Interaction of manganese(II), cobalt(II) and nickel(II) with DNA oligomers studied by 1H NMR spectroscopy

Abstract

The metal binding properties of three different oligodeoxyribonucleotides, one decamer and two dodecamers, have been studied by 1D and 2D 1H NMR spectroscopy. The sequential composition of the oligomers was chosen so as to provide a multitude of different binding site contexts: 5′-GACGGCCGTC ( I), 5′-CGCGAATTCGCG ( II), and 5′-ATGGGTACCCAT ( III). Salts of three different metal ions: Mn(II), Co(II) and Ni(II), were used in titration experiments. The binding studies were carried out under duplex conditions. The influence of paramagnetic metal ions on protons adjacent to the binding site were followed by measuring line broadening and T 1 relaxation times.
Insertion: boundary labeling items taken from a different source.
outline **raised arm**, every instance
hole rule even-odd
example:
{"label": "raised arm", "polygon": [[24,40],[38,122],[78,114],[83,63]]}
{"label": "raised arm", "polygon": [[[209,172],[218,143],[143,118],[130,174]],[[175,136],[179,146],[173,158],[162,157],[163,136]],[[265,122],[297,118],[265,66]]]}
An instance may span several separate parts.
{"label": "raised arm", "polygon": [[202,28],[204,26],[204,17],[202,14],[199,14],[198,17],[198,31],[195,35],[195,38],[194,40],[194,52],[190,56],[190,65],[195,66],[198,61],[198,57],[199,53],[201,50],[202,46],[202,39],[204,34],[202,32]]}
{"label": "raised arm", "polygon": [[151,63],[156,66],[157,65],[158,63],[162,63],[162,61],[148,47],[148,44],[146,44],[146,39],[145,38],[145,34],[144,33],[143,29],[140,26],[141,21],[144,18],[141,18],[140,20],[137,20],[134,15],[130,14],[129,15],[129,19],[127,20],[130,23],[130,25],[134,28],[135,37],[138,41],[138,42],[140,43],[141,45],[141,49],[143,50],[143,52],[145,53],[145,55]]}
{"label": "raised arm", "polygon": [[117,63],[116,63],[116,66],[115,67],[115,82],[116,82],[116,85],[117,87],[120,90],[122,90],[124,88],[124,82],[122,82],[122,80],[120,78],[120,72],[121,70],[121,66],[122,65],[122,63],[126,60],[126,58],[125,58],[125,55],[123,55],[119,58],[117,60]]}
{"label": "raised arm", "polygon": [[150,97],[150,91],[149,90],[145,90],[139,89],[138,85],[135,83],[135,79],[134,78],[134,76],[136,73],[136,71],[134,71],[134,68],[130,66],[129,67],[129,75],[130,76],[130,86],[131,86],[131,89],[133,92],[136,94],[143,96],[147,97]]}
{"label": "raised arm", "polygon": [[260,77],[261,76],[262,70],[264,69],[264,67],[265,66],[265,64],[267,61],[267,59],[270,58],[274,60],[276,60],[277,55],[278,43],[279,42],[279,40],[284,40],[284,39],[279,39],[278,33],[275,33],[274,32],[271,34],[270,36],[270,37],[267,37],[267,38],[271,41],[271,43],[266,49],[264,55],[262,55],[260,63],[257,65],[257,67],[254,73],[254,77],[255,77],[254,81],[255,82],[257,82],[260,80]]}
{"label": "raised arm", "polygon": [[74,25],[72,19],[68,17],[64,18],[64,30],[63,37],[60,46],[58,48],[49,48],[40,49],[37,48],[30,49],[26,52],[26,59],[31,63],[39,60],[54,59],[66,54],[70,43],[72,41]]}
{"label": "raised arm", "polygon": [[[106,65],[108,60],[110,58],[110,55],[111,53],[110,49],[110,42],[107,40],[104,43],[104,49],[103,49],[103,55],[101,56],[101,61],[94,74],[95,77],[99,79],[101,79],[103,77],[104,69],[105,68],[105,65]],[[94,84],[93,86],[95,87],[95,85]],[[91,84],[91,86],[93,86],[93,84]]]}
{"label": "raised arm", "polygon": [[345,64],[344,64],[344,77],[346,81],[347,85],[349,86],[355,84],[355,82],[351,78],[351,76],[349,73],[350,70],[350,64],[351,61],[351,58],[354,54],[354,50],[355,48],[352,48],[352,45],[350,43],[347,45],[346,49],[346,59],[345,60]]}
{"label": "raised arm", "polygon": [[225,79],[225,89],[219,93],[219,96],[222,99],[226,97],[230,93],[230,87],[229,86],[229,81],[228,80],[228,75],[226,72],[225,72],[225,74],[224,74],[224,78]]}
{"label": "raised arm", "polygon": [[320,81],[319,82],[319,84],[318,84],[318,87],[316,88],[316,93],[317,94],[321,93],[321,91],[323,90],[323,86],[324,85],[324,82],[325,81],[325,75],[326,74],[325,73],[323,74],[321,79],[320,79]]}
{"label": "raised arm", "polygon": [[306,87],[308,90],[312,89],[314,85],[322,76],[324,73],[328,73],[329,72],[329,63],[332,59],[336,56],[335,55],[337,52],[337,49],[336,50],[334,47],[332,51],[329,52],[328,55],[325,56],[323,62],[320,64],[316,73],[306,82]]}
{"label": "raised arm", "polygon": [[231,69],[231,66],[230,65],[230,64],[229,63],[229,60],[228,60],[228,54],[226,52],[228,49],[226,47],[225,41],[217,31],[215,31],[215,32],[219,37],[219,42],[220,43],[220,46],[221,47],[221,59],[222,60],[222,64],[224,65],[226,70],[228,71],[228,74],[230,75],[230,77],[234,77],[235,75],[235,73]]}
We have previously proposed a rule for sequence-selective metal binding to G-N7 in oligodeoxyribonucleotides where the metal prefer the 5′-guanine residue in the order: 5′-GG ≥ GA > GT ≫ GC. This binding pattern is also observed in the present study for Mn( II) and Co(II). However, in sequence I Ni(II) does not follow the established selectivity rule showing greater affinity for 5′-G in the context 5′-GC than in the context 5′-GA. For II and III Ni(II) ions are seen to follow the selectivity rule. Fluctuation in the nucleophilicity of G-N7 along the duplex is probably a consequence of sequence-dependent variation in π-stacking interaction between base residues.